D’Ambrosio was heard nationally on ESPN Radio as a SportsCenter update anchor. He has been affiliated with ESPN radio since 1996, and during his tenure there has hosted shows including MLB on ESPN Radio and Countdown to Kickoff, and he has covered major sporting events including several Super Bowls, Bowl Championship Series, World Series, and Major League Baseball All-Star Games. For more than ten years, he has held the unusual distinction of being employed by the corporations owning ABC (ESPN), NBC (WVIT-TV), and CBS (WTIC AM) simultaneously. "Joe D" began his career on WLIS radio in Old Saybrook, Connecticut, where he worked as a DJ and hosted the popular oldies show "Twilight Time." He was also their sports announcer and started broadcasting for the Huskies for the Connecticut Radio Network while with WLIS.
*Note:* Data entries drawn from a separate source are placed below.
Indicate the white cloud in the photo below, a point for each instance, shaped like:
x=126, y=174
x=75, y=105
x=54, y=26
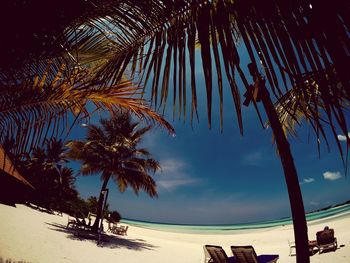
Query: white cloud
x=174, y=175
x=307, y=180
x=343, y=137
x=331, y=176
For three seasons (2009 - 2011), D'Ambrosio was a member of the broadcast team of the New Britain Rock Cats, doing both color commentary and play-by-play alongside long-time Rock Cats Director of Broadcasting, Jeff Dooley.

===Honors===
He has been named Connecticut Sportscaster of the Year nine times by the National Sportscasters and Sportswriters Association, now known as the National Sports Media Association. In 2003, Dick Vitale named D’Ambrosio to his "All-Cawood Ledford Team," Vitale's own "Sweet Sixteen" list of the best college play-by-play announcers.